In the Sunday, September 4, issue of the New York Times, a front page article detailed the uncertain and even negative effects of technology in classrooms ("In Classroom of Future, Stagnant Scores"). Yet, the premise -- that a singular investment in technology, without a deep comprehensive re-imagination of the overall educational process, would impact student achievement in a significant way -- is fundamentally flawed.
Educators are often eager to try programs and plans that promise improved student outcomes, especially if grant or foundation money covers program costs. Many federal and foundation funding opportunities focus on short turn-around times to achieve increased test results though a single program. There is no silver bullet that meets the educational needs for all students. To expect that acquiring technology for technology's sake for all students will increase test scores is a faulty assumption built on an underlying foundation that ignores the critical factors of teacher expertise and involvement as well as student engagement.
There are systemic approaches that include technology, but much more, to advance the value of students' educational experience. Technology is a critical tool for learning. Institutions of higher education, like businesses, employ technology to communicate, access current and relevant research, and organize data.

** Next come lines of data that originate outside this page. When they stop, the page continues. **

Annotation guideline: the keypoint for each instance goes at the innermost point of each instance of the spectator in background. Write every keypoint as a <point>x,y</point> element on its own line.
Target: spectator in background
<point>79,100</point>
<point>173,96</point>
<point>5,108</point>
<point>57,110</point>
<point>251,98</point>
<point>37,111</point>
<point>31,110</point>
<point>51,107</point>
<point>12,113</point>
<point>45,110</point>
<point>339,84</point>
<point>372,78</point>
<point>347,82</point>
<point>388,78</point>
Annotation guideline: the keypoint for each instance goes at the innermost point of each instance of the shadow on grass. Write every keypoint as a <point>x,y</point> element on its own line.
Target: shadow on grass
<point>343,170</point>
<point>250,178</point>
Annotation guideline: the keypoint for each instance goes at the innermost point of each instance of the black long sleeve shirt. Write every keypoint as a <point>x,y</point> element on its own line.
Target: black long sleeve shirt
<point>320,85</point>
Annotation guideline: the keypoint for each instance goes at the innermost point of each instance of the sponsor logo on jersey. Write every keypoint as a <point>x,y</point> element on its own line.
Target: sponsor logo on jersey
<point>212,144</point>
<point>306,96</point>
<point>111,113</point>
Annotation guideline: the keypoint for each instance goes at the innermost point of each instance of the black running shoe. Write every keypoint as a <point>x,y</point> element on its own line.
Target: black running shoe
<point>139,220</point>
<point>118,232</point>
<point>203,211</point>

Technology is a tool to enhance productivity in both cases; in schools, the effectiveness of technology is measured by greater learning by the student.

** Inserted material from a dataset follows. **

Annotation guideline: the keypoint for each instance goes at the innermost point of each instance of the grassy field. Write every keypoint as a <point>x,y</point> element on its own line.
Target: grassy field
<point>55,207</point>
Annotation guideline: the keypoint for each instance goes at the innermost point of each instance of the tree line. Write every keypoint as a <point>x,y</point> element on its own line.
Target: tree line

Technology can be transformative. Amazon changed the retail world in 1995 when it created an Internet-based version of a brick and mortar bookstore. Apple used technology to revolutionize the music industry when it introduced the iPod in 2001, catapulting the popularity of downloaded music and allowing a person to put their entire library of music onto a device that fit in their pocket.
On the other hand, just having an Internet-based bookstore is not a substitute for having a place to hold and read a book before buying. Using the computer as a digital textbook or as a tool to drill into subject matter with limited ability to interpret student interaction has very little impact on student engagement or achievement. In the best examples of educational practice, technology is used not only to organize curriculum and data, but as a tool to enable communication between the school community and the world at large. It engages students and is a path for learning embraced by many students.
Technology is found to be all but useless when employed in isolation. The smart use of technology, in addition to a vibrant school culture where students work collaboratively on real-world problems, improves student learning.
The Times article implies the investment in technology has made little impact on student achievement, but this is predicated on a false supposition. Technology can enhance student learning, but not when implemented in a vacuum. Technology alone will not accomplish the broader objectives needed to prepare students for today's world.